O filme “Marley e Eu” retrata o afeto entre um homem e seu cachorro de estimação, o Marley. Na trama, o animal precisa ser sacrificado e seu dono sofre muito com a perda. Entretanto, a realidade brasileira se diverge da ficção, visto que os maus-tratos aos animais se perpetua, apesar da lei Nº 9.605, de proteção aos animais. Nesse cenário, a ganância humana fomenta a violência contra os animais, assim como a negligência estatal promove a impunidade dos agressores.

Convém ressaltar, a princípio, que, entre os obstáculos para combater os maus-tratos aos animais, estão os interesses econômicos que permeiam a relação do homem com esses seres. De acordo com o filósofo Karl Marx, no sistema capitalista, privilegia-se o lucro em detrimento de valores. Nesse viés, os humanos utilizam de qualquer artimanha para lucrar, isto é, usam da agressão para dominar os animais e vendê-los e fazem da violência entre animais entretenimento, como as rinhas de galo. Assim, a ganância humana, que prioriza a lucratividade, vai de encontro com o bem-estar dos animais e com a Constituição de 1988, onde se encontra a lei Nº 9.605.

Ademais, vale salientar o papel do Estado na perpetuação dos casos de violência contra animais.  Sobre esse tema, no livro “Cidadão de Papel”, o escritor Gilberto Dimenstein afirmou que a legislação brasileira é ineficaz, visto que, apesar de aparentar ser completa, muitas vezes não se concretiza na prática. No caso do maus-tratos aos animais, essa ineficácia se baseia na contradição na legislação brasileira, pois, embora a lei Nº 9.605 esteja presente na Magna Carta, o Código Civil classifica o animal como um objeto de seu dono, ou seja, não é um sujeito de direitos. Dessa forma, a punição dos agressores é dificultada pela proteção legislativa, característica de um Estado negligente.

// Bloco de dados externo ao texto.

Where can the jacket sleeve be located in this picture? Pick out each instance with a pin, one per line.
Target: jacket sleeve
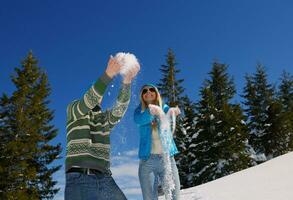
(166, 108)
(89, 100)
(142, 118)
(121, 105)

Dessarte, para mitigar o priorização do lucro no pensamento humano, urge que o Ministério da Educação, por meio de uma proposta de lei, crie o projeto “Educar Para Salvar”. Em síntese, o projeto deve promover eventos educativos, como gincanas escolares, que estimulem o afeto entre as pessoas e os animais e critiquem os maus-tratos a esses seres. Além disso, o Poder Legislativo deve alterar o Código Civil, a fim de garantir os direitos dos animais. Feito isso, o carinho presente em “Marley e Eu” estará cada vez mais presente na sociedade brasileira.